Brightening The Dark

by Melissa Chessher


Like all of Artangel's projects, Night Haunts began with a series of conversations between the project creator (in this case, Sandhu); the group's codirectors, James Lingwood and Michael Morris; and Cathy Haynes, head of Artangel's Nights of London program. "Artangel's basic remit is to find ways of encouraging some of the most brilliant and original artists working today to kind of step out and into different kinds of public spotlights and realize their dream project," says Lingwood. "They are not projects that sit easily within a more conventional gallery space or theater space. Artangel's place in London is to try and offer artists with very distinctive voices a very distinctive place for that work to be made."

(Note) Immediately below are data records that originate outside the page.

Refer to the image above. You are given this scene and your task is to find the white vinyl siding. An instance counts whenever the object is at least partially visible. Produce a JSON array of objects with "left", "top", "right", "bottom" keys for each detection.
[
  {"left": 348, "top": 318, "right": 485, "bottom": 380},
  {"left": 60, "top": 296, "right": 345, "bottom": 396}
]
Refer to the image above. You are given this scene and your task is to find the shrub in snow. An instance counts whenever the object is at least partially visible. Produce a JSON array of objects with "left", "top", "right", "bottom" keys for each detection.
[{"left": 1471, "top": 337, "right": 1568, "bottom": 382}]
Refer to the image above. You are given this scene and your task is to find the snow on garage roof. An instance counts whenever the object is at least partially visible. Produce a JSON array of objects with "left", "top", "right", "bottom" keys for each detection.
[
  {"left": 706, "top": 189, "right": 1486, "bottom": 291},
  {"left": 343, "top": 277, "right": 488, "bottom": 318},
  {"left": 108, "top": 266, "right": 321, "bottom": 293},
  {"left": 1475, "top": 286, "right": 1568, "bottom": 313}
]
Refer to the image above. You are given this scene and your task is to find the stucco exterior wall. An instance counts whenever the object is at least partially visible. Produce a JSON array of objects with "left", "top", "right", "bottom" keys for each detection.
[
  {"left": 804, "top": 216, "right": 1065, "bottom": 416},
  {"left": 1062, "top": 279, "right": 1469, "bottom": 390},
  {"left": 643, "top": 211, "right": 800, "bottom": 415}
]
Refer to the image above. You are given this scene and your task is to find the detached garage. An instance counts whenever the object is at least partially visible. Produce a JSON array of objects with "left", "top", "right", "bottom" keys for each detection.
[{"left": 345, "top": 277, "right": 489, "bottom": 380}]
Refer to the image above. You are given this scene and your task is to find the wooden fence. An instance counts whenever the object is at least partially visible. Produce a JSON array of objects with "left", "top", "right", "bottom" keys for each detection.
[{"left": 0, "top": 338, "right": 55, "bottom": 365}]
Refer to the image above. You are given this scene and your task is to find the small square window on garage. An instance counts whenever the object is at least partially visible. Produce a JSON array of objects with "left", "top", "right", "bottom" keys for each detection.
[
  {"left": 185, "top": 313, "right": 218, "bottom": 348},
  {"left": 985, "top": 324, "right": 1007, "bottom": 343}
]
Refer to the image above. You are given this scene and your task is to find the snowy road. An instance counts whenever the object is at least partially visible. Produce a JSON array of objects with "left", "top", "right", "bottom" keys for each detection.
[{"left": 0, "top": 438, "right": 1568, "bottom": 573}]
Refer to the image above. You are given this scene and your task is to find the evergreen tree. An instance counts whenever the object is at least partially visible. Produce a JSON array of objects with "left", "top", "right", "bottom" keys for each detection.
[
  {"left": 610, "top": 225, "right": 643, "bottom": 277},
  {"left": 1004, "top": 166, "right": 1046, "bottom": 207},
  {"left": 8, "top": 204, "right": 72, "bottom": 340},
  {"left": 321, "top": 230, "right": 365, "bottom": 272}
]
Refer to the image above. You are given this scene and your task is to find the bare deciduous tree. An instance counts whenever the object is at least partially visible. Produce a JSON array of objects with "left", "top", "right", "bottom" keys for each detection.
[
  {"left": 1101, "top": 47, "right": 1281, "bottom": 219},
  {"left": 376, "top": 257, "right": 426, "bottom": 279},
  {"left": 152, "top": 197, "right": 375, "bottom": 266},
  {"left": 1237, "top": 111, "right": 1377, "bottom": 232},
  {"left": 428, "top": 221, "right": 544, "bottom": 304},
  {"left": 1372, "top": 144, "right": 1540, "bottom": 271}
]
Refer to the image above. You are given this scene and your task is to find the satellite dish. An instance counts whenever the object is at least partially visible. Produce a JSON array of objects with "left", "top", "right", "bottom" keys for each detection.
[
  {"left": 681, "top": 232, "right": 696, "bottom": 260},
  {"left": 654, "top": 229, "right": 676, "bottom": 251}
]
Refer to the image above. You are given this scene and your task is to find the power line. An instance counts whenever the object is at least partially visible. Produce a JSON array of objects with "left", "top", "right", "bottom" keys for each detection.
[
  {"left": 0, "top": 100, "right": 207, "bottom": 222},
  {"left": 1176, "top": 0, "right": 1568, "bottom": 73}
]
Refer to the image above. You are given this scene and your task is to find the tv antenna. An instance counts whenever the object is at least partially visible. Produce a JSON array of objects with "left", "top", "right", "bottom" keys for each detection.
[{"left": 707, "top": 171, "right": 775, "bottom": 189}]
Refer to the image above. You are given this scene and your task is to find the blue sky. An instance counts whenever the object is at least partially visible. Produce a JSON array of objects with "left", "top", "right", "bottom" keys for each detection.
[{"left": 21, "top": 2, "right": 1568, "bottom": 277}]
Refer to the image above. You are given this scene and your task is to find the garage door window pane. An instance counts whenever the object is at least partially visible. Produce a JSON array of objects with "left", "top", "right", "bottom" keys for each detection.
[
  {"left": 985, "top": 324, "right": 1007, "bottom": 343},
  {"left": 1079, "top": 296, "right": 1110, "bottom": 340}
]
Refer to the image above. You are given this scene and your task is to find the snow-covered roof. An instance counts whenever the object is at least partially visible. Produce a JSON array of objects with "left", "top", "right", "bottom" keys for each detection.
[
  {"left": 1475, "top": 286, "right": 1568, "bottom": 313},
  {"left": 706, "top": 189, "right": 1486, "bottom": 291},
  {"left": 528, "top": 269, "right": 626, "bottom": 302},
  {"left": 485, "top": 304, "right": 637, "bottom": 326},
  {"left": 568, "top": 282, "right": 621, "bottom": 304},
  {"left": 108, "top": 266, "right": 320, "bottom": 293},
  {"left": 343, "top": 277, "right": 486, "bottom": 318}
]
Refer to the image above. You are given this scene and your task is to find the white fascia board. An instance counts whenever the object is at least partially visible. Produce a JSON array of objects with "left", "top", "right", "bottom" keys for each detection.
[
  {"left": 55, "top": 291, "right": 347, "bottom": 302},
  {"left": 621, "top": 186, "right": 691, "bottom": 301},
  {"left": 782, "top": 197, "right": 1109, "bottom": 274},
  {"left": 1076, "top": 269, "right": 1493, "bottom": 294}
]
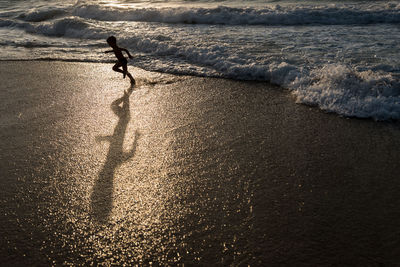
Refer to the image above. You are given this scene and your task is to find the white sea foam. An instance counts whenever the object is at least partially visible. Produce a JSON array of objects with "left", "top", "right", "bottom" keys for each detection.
[
  {"left": 73, "top": 4, "right": 400, "bottom": 25},
  {"left": 0, "top": 1, "right": 400, "bottom": 120}
]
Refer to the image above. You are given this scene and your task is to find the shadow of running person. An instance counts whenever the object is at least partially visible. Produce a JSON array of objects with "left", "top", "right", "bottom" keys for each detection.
[{"left": 91, "top": 86, "right": 140, "bottom": 223}]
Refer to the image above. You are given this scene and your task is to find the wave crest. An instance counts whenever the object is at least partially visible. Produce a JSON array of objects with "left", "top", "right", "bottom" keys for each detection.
[{"left": 73, "top": 4, "right": 400, "bottom": 25}]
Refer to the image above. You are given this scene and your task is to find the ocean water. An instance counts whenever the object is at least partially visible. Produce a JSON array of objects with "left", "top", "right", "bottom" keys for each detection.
[{"left": 0, "top": 0, "right": 400, "bottom": 120}]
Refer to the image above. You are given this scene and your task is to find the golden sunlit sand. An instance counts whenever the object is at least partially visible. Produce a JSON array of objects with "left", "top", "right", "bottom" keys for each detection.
[{"left": 0, "top": 61, "right": 400, "bottom": 266}]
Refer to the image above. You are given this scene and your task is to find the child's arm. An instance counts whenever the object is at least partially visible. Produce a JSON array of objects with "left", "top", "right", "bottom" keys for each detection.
[{"left": 121, "top": 48, "right": 133, "bottom": 59}]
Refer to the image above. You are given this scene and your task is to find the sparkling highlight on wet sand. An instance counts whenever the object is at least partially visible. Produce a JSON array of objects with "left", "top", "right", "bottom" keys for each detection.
[{"left": 0, "top": 62, "right": 400, "bottom": 266}]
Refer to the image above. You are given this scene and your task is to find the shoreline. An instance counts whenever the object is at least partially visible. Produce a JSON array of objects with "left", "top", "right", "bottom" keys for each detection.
[
  {"left": 0, "top": 61, "right": 400, "bottom": 266},
  {"left": 0, "top": 58, "right": 400, "bottom": 124}
]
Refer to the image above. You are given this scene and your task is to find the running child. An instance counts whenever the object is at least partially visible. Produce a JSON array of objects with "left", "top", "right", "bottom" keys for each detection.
[{"left": 105, "top": 36, "right": 135, "bottom": 84}]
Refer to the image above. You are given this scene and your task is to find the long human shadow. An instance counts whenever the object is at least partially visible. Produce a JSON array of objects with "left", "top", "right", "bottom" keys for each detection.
[{"left": 91, "top": 86, "right": 140, "bottom": 223}]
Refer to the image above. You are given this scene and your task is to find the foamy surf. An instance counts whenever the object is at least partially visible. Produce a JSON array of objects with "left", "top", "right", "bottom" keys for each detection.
[{"left": 0, "top": 0, "right": 400, "bottom": 120}]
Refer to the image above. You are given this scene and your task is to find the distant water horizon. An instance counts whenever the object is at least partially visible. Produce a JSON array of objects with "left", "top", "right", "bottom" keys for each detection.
[{"left": 0, "top": 0, "right": 400, "bottom": 120}]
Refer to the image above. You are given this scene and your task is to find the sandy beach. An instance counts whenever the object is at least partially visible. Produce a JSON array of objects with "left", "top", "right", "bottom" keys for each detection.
[{"left": 0, "top": 61, "right": 400, "bottom": 266}]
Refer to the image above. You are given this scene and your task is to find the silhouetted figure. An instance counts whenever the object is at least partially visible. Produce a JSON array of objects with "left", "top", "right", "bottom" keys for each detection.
[
  {"left": 104, "top": 36, "right": 135, "bottom": 84},
  {"left": 91, "top": 88, "right": 140, "bottom": 223}
]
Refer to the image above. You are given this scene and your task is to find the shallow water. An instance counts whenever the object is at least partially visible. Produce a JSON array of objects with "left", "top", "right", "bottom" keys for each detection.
[{"left": 0, "top": 0, "right": 400, "bottom": 120}]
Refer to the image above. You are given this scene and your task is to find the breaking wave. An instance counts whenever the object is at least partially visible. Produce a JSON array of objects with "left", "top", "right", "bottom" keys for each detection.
[{"left": 73, "top": 4, "right": 400, "bottom": 26}]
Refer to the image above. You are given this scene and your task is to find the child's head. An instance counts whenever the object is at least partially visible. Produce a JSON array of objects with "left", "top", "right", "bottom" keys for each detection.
[{"left": 107, "top": 36, "right": 117, "bottom": 46}]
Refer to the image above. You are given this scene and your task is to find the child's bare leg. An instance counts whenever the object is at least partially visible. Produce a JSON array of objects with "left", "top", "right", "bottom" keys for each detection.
[
  {"left": 122, "top": 64, "right": 129, "bottom": 79},
  {"left": 126, "top": 72, "right": 135, "bottom": 84},
  {"left": 113, "top": 63, "right": 124, "bottom": 73}
]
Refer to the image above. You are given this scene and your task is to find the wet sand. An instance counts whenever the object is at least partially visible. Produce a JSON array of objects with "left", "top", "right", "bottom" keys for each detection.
[{"left": 0, "top": 61, "right": 400, "bottom": 266}]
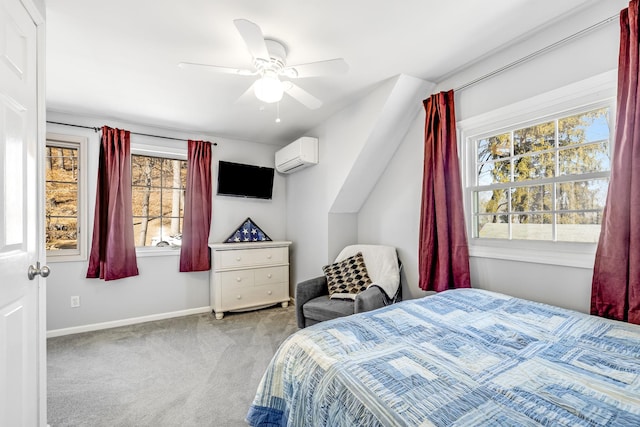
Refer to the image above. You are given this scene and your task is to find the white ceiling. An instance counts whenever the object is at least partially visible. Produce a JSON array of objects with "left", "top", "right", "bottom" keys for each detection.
[{"left": 46, "top": 0, "right": 594, "bottom": 145}]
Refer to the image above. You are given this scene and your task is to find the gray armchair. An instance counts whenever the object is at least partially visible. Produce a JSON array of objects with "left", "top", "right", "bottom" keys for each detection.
[{"left": 295, "top": 245, "right": 402, "bottom": 328}]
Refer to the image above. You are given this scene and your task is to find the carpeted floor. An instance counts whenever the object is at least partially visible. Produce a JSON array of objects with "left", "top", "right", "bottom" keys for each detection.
[{"left": 47, "top": 306, "right": 297, "bottom": 427}]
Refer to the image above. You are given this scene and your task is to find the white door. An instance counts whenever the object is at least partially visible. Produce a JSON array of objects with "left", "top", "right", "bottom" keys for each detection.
[{"left": 0, "top": 0, "right": 46, "bottom": 426}]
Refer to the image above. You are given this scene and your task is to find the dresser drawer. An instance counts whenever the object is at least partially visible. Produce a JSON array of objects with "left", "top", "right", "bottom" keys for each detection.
[
  {"left": 221, "top": 283, "right": 289, "bottom": 310},
  {"left": 215, "top": 247, "right": 288, "bottom": 269},
  {"left": 216, "top": 270, "right": 255, "bottom": 289},
  {"left": 253, "top": 265, "right": 289, "bottom": 286}
]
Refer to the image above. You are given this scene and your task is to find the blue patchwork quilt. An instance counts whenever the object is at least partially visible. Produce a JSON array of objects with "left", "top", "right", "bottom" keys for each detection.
[{"left": 247, "top": 289, "right": 640, "bottom": 427}]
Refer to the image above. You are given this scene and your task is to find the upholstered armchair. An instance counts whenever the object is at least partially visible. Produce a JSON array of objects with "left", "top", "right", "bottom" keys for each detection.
[{"left": 295, "top": 245, "right": 402, "bottom": 328}]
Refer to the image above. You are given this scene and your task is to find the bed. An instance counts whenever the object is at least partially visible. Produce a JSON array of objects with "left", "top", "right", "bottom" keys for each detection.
[{"left": 246, "top": 289, "right": 640, "bottom": 426}]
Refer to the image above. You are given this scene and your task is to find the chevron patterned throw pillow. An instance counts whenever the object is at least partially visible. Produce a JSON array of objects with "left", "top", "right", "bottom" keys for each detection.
[{"left": 322, "top": 252, "right": 371, "bottom": 299}]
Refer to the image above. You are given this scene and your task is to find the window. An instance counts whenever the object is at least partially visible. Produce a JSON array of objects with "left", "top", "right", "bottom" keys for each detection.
[
  {"left": 457, "top": 70, "right": 617, "bottom": 268},
  {"left": 45, "top": 133, "right": 86, "bottom": 261},
  {"left": 471, "top": 106, "right": 611, "bottom": 243},
  {"left": 131, "top": 154, "right": 187, "bottom": 247}
]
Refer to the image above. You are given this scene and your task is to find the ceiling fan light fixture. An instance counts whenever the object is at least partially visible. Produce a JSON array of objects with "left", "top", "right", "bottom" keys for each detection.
[{"left": 254, "top": 72, "right": 284, "bottom": 104}]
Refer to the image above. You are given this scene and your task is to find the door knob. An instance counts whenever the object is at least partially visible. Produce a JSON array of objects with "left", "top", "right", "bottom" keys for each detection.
[{"left": 27, "top": 261, "right": 51, "bottom": 280}]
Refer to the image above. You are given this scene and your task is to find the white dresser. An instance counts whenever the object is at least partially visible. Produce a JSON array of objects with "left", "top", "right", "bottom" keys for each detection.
[{"left": 209, "top": 242, "right": 291, "bottom": 319}]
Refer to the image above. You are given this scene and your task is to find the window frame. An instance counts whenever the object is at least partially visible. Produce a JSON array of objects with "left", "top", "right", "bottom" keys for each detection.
[
  {"left": 457, "top": 70, "right": 617, "bottom": 268},
  {"left": 43, "top": 132, "right": 89, "bottom": 262},
  {"left": 131, "top": 142, "right": 187, "bottom": 257}
]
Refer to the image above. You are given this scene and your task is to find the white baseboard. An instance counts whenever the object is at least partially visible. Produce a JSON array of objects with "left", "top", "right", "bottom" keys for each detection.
[{"left": 47, "top": 306, "right": 211, "bottom": 338}]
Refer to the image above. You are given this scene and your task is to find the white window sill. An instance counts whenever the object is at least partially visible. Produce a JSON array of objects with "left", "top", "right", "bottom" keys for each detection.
[
  {"left": 136, "top": 246, "right": 180, "bottom": 258},
  {"left": 469, "top": 239, "right": 597, "bottom": 269}
]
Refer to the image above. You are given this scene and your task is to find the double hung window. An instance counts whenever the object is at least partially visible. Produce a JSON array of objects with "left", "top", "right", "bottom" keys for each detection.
[
  {"left": 470, "top": 105, "right": 611, "bottom": 243},
  {"left": 131, "top": 154, "right": 187, "bottom": 247}
]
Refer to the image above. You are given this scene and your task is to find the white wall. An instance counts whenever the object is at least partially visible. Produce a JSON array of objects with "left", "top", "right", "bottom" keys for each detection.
[
  {"left": 47, "top": 112, "right": 286, "bottom": 331},
  {"left": 358, "top": 0, "right": 627, "bottom": 312},
  {"left": 287, "top": 76, "right": 433, "bottom": 295}
]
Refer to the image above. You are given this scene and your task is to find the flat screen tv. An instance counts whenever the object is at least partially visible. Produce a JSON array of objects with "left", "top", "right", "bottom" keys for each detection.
[{"left": 218, "top": 160, "right": 274, "bottom": 199}]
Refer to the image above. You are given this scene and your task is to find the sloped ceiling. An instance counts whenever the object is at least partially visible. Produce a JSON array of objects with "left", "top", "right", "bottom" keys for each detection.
[{"left": 46, "top": 0, "right": 594, "bottom": 145}]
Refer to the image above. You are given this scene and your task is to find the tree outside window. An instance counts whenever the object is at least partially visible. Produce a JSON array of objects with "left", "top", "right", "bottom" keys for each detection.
[
  {"left": 45, "top": 141, "right": 80, "bottom": 256},
  {"left": 472, "top": 107, "right": 610, "bottom": 242},
  {"left": 131, "top": 154, "right": 187, "bottom": 247}
]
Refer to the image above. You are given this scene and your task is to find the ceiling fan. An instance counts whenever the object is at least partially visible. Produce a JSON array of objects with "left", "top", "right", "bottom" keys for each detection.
[{"left": 178, "top": 19, "right": 349, "bottom": 109}]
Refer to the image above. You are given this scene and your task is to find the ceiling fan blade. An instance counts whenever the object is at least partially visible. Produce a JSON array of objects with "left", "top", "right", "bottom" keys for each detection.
[
  {"left": 282, "top": 82, "right": 322, "bottom": 110},
  {"left": 233, "top": 19, "right": 269, "bottom": 61},
  {"left": 281, "top": 58, "right": 349, "bottom": 79},
  {"left": 178, "top": 62, "right": 258, "bottom": 76}
]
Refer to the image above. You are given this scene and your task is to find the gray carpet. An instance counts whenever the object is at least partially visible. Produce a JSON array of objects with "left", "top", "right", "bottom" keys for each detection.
[{"left": 47, "top": 306, "right": 297, "bottom": 427}]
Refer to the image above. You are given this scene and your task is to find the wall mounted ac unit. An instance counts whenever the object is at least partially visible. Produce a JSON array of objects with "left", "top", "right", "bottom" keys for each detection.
[{"left": 276, "top": 136, "right": 318, "bottom": 173}]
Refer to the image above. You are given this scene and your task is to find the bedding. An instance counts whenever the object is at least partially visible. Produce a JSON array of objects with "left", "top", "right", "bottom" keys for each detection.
[{"left": 246, "top": 289, "right": 640, "bottom": 426}]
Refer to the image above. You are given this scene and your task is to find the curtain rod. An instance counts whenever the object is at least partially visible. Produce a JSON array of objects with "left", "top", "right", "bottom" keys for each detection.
[
  {"left": 47, "top": 120, "right": 218, "bottom": 145},
  {"left": 453, "top": 14, "right": 620, "bottom": 92}
]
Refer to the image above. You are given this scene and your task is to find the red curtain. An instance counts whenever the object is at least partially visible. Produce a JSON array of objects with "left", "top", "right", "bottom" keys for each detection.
[
  {"left": 418, "top": 90, "right": 471, "bottom": 292},
  {"left": 591, "top": 0, "right": 640, "bottom": 324},
  {"left": 180, "top": 140, "right": 211, "bottom": 271},
  {"left": 87, "top": 126, "right": 138, "bottom": 280}
]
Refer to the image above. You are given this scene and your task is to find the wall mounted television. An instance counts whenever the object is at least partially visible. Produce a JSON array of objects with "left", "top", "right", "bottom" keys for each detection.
[{"left": 217, "top": 160, "right": 274, "bottom": 199}]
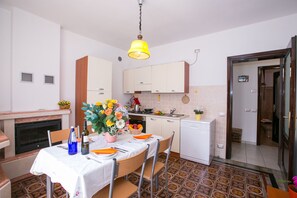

That philosophy has yielded some marvelous results. Since 1991, four artists who worked on Artangel projects have gone on to win the Turner Prize, an annual award given to a British visual artist under the age of 50 and one of the United Kingdom's most-publicized prizes. Artangel worked with filmmaker Matthew Barney on the first of the Cremaster films; Jeremy Deller on The Battle of Orgreave, a critically acclaimed remake of a famous miners' strike; and Rachel Whiteread on House, a public sculpture of a Victorian terraced house in London's East End.

"Artangel crept up on us all like a thief in the night. Suddenly, they were robbing us of all our old and familiar ideas about what art in public spaces could be," Cook says. "I don't think it's an exaggeration to say that a project like Francis Alÿs's Seven Walks [which explored the everyday rituals and habits of the metropolis] last year helps to change the way you feel London. In some ways, it also makes you remap the city, compelling you to look again at familiar spaces and leading you off in all manner of undiscovered corners."